Sunshine Holdings PLC’s pre-tax profit growth by its plantation sector business was supported by a solid performance from the healthcare segment, contribution to characteristically bright results for the year, the company said. The Group which includes Watawala Plantations PLC and Swiss Biogenics Limited, has reported that turnover increased by 27.4% to Rs.9.4 billion over last year with healthcare accounting for Rs.3.6 billion. Profit before tax exceeded Rs.834 million, an increase of 88% over the previous year with pre-tax profit from plantations growing 408% while healthcare was up by 26%.

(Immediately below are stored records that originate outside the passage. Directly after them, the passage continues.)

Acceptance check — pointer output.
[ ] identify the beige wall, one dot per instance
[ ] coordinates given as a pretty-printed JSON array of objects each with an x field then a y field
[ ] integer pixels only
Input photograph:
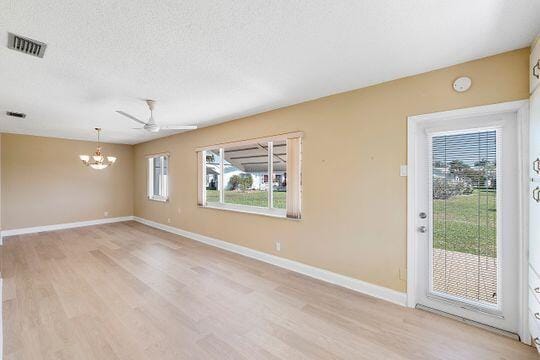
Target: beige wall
[
  {"x": 44, "y": 182},
  {"x": 354, "y": 201}
]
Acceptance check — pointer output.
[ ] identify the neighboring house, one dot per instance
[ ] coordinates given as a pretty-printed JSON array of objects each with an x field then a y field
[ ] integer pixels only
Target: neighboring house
[{"x": 260, "y": 179}]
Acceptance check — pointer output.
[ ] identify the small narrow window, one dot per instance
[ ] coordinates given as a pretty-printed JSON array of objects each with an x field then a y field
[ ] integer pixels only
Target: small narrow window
[{"x": 158, "y": 177}]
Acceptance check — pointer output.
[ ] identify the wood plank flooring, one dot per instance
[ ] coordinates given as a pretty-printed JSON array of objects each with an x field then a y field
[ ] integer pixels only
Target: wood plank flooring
[{"x": 127, "y": 291}]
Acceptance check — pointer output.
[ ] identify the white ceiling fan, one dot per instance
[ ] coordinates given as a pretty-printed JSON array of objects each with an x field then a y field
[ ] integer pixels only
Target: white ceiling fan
[{"x": 151, "y": 124}]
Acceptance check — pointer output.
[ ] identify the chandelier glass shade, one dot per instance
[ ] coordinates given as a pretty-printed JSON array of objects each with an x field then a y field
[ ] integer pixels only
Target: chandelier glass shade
[{"x": 97, "y": 161}]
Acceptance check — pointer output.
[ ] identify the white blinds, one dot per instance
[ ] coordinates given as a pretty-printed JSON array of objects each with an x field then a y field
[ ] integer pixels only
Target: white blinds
[{"x": 294, "y": 177}]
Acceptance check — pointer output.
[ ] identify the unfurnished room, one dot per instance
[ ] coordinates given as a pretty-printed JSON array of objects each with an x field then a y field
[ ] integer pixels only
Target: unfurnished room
[{"x": 251, "y": 179}]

The press release stated that profit after tax grew by 115% for the period under review to Rs.678 million while profit attributable to shareholders of the parent company grew by a 103% to Rs.348 million for the year. Commenting on the results, Chairman Rienzie T. Wijetilleke said the conclusions of the long standing conflict in Sri Lanka in May 2009 brought with it a sense of optimism and confidence to the country and the Sri Lankan economy thus recorded a turnaround. He added that the negative sentiment that was prevalent in most global economies was overridden by strong positive domestic factors in Sri Lanka.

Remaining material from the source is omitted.